Ketamine is not a new drug. It was developed in 1962 by Parke-Davis and is used as an anesthetic in human and veterinary medicine, usually in combination with another sedative drug. It has been used for several decades as a recreational drug under nicknames such as “Special K,” “K” or “Ket.” It makes users feel disassociated or disconnected from their body and can cause hallucinations. The user can feel sleepy, sluggish, confused or clumsy. They may babble, appear drunk, or have trouble remembering who they are.

It comes as a clear liquid and a white or off-white powder. It can be injected, mixed in a drink as a date-rape drug or sprinkled on tobacco or marijuana and smoked.  It is virtually tasteless and causes a person to become disoriented, confused, suggestible, easily manipulated and compliant.

The victim is usually compliant, suggestible, and shows no overt resistance. As a result they can be easily led into a private setting and usually do not resist whatever is done to them. When given in a sufficient dose the victim has no memory of what happened. On the street this period of dissociated amnesia is called ‘being stuck in the K hole.’

The K-hole state can mimic catatonic schizophrenia, out-of-body experiences or near-death experiences. Since it is an anesthetic drug, ketamine could cause vomiting with its use. And “eating or drinking before taking the drug increases the risk of choking on one’s own vomit.” It is addictive, classified as a Schedule III drug by the DEA. Taken with other sedating drugs like alcohol, the effects of slowing or shutting down the central nervous system are increased. It is possible to overdose on it.

The 2014 Global Synthetic Drugs Assessment reported that ketamine is widely misused in East and South-East Asia; more than in the Americas and Europe. “Extensive ketamine use has also been reported in Brunei Darussalam, India, Myanmar and Singapore.” Between 2008 and 2011, 60% of global ketamine seizures occurred in mainland China and Hong Kong.

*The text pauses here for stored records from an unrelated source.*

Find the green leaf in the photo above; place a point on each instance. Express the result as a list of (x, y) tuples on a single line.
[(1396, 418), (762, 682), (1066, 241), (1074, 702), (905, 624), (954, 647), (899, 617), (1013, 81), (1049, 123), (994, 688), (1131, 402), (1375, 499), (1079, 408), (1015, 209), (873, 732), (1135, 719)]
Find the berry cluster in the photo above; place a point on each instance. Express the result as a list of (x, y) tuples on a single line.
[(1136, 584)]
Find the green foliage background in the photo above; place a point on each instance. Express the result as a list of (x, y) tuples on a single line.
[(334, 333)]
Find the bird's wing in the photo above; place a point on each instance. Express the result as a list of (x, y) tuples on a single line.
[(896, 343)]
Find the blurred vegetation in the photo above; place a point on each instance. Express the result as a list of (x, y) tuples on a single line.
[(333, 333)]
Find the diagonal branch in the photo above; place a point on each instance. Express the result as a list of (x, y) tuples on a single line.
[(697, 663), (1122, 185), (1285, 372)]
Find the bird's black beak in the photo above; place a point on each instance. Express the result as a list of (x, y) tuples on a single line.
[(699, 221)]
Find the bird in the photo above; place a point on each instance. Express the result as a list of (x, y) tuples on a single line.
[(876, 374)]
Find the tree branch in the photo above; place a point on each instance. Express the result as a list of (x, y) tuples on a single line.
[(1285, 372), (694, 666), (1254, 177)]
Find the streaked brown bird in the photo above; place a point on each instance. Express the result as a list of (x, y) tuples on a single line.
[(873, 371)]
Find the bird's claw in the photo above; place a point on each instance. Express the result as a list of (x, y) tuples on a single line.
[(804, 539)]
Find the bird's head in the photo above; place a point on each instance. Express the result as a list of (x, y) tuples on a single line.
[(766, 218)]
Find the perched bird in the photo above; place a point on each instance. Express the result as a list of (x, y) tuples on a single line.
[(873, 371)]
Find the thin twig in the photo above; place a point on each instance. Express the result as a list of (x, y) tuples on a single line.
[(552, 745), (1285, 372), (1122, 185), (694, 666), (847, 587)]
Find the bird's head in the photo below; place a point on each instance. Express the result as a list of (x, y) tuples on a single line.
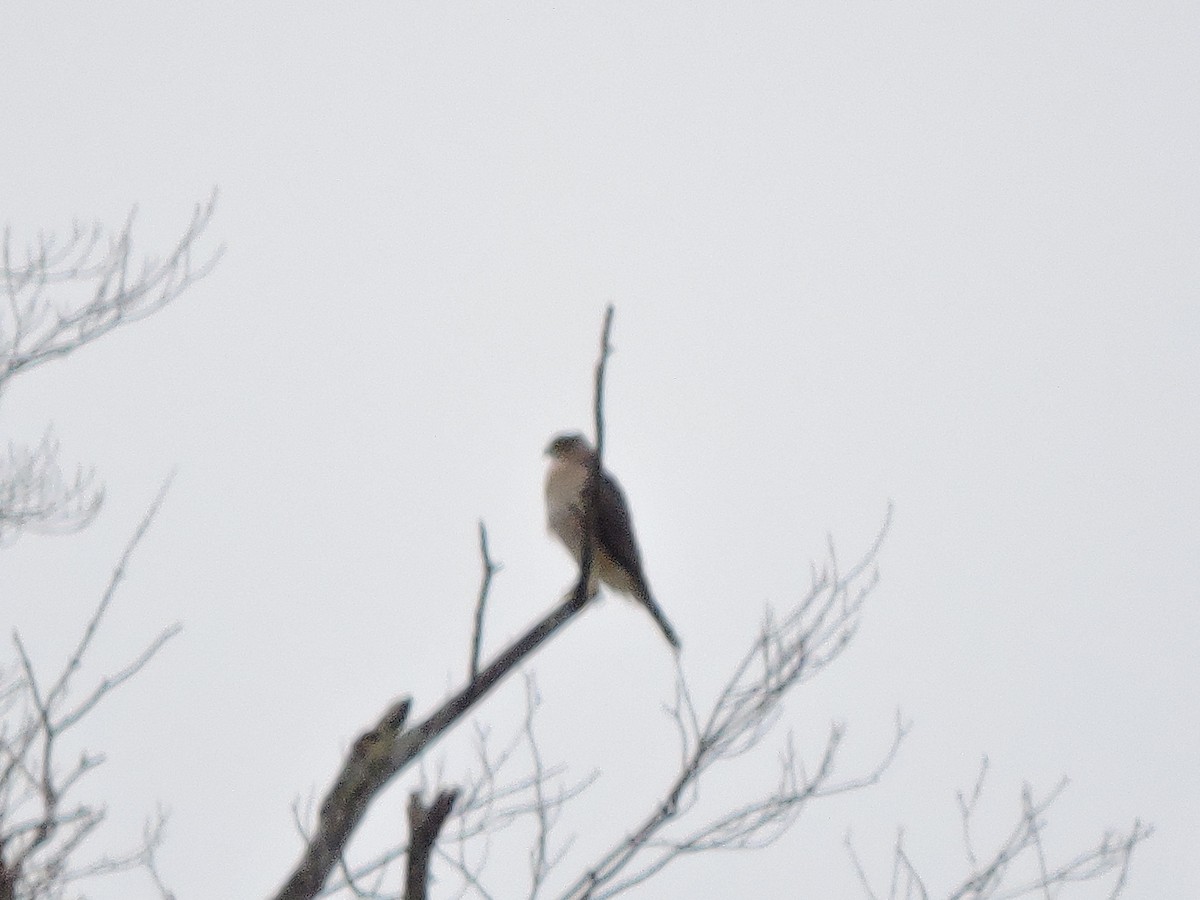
[(570, 445)]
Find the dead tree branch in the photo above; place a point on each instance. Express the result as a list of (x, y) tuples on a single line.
[(1023, 851), (785, 654), (388, 749), (41, 828), (424, 826), (112, 289)]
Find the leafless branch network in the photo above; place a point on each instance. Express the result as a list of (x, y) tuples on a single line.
[(99, 286), (786, 653), (36, 493), (1020, 865), (42, 827), (509, 785)]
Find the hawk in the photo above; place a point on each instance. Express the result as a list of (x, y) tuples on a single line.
[(616, 559)]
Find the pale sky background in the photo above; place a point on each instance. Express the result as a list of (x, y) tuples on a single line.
[(941, 253)]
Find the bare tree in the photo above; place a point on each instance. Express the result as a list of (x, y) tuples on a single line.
[(789, 651), (1019, 865), (63, 295), (60, 295)]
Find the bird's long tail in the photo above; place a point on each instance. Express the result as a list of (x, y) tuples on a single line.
[(667, 631)]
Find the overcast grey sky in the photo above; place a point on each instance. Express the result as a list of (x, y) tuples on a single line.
[(941, 253)]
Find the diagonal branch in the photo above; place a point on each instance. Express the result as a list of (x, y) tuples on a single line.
[(384, 751)]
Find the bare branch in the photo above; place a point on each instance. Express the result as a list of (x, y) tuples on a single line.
[(490, 570), (41, 829), (36, 495), (785, 654), (424, 825), (388, 749), (35, 330)]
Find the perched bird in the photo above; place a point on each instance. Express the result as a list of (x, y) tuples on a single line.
[(616, 559)]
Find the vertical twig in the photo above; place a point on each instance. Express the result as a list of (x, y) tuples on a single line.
[(424, 825), (490, 569)]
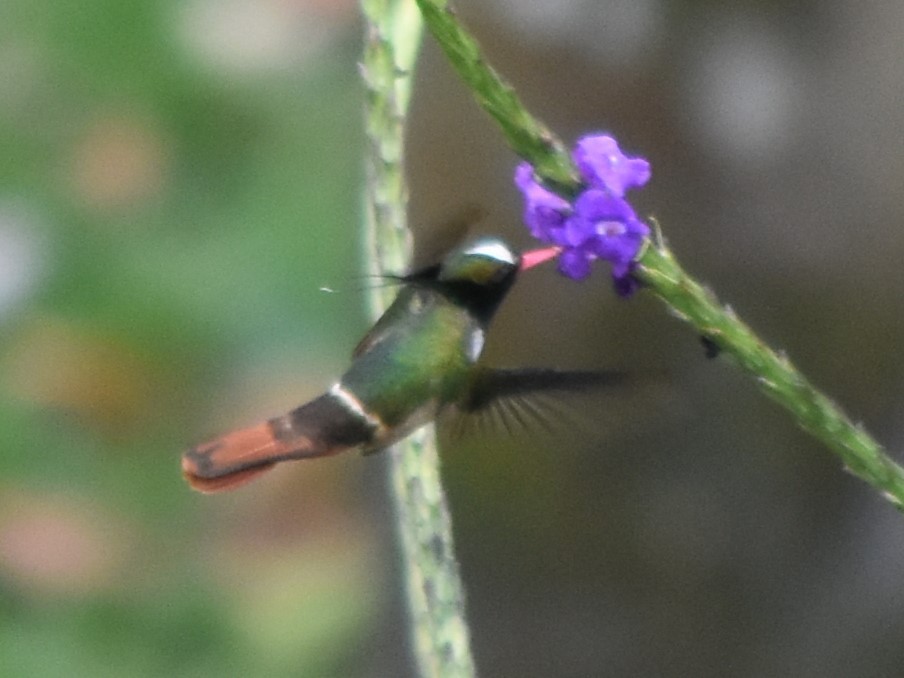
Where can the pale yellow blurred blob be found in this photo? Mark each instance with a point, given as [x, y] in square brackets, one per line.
[118, 163]
[62, 365]
[56, 544]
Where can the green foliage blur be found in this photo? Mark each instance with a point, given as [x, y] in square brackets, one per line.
[177, 181]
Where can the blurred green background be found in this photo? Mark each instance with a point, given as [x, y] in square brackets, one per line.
[178, 181]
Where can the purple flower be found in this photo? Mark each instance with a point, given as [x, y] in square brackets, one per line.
[599, 224]
[602, 165]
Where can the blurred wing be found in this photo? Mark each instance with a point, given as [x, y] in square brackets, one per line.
[520, 404]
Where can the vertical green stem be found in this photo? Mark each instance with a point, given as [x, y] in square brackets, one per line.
[660, 271]
[436, 600]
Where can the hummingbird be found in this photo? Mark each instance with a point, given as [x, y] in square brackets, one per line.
[419, 360]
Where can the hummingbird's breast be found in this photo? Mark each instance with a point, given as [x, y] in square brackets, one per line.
[417, 359]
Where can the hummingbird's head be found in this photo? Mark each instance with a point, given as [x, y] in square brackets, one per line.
[479, 274]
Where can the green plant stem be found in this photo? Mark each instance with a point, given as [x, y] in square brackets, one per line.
[660, 272]
[775, 374]
[440, 633]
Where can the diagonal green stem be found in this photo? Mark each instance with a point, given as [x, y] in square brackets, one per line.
[658, 269]
[435, 595]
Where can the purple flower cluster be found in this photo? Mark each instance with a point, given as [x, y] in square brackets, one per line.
[599, 223]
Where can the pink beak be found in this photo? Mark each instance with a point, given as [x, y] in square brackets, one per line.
[533, 258]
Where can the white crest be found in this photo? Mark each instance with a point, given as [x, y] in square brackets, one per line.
[492, 249]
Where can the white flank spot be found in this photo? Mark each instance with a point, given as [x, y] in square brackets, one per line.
[475, 345]
[493, 249]
[353, 405]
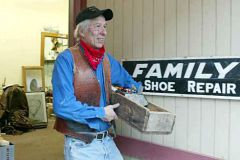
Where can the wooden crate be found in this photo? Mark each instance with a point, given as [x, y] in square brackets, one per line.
[150, 119]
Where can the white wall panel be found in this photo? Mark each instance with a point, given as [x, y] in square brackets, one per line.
[223, 34]
[182, 28]
[208, 126]
[222, 128]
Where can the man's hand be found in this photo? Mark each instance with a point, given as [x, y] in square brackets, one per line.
[109, 112]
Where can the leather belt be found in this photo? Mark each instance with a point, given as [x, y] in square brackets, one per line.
[88, 137]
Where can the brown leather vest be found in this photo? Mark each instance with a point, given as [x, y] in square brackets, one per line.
[86, 89]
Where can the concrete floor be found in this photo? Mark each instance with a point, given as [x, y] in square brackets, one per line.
[39, 144]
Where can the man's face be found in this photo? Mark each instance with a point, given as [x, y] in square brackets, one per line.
[96, 32]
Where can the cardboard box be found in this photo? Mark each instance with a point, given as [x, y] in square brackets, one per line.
[149, 119]
[7, 152]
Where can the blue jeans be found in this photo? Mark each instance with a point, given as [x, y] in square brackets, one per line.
[105, 149]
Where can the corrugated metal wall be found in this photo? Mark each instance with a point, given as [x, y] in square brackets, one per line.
[182, 28]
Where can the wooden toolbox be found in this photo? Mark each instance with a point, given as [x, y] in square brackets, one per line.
[149, 119]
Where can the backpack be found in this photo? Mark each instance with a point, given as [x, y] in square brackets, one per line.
[14, 111]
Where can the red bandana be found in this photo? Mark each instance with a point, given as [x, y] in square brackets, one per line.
[93, 55]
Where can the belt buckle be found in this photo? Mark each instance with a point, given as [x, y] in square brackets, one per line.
[101, 136]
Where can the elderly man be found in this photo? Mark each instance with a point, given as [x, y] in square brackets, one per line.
[82, 80]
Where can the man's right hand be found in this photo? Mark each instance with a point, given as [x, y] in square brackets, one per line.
[109, 112]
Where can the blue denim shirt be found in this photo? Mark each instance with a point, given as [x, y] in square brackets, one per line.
[64, 101]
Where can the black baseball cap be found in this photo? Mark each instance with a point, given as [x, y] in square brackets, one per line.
[93, 12]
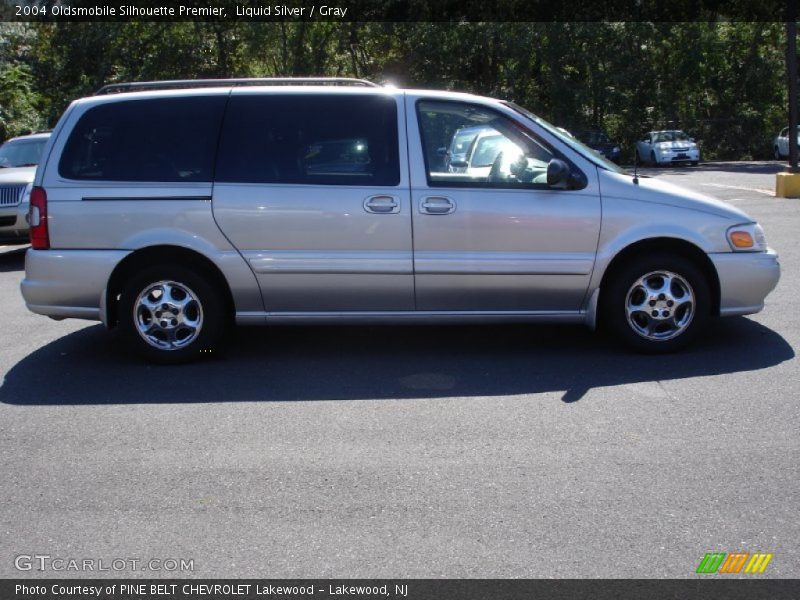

In “A Word to the Wise About Ketamine,” Alan Schatzberg noted that the data on ketamine as an antidepressant is still relatively limited. He said that without more data on what ketamine can do clinically, and knowing it can be a drug of abuse, “it is difficult to argue that patients should receive an acute trial of ketamine for refractory depression.” Waiting until there was greater understanding about its effects and risks was his recommendation. Although the recent studies are exciting and open up new avenues for depression research, “until we know more, clinicians should be wary about embarking on a slippery ketamine slope.”

The almost unbridled enthusiasm over the potential of ketamine to treat depression needs to be reined in. We don’t want to find ourselves “falling down the k-hole” instead of exploring ketamine’s potential to treat depression.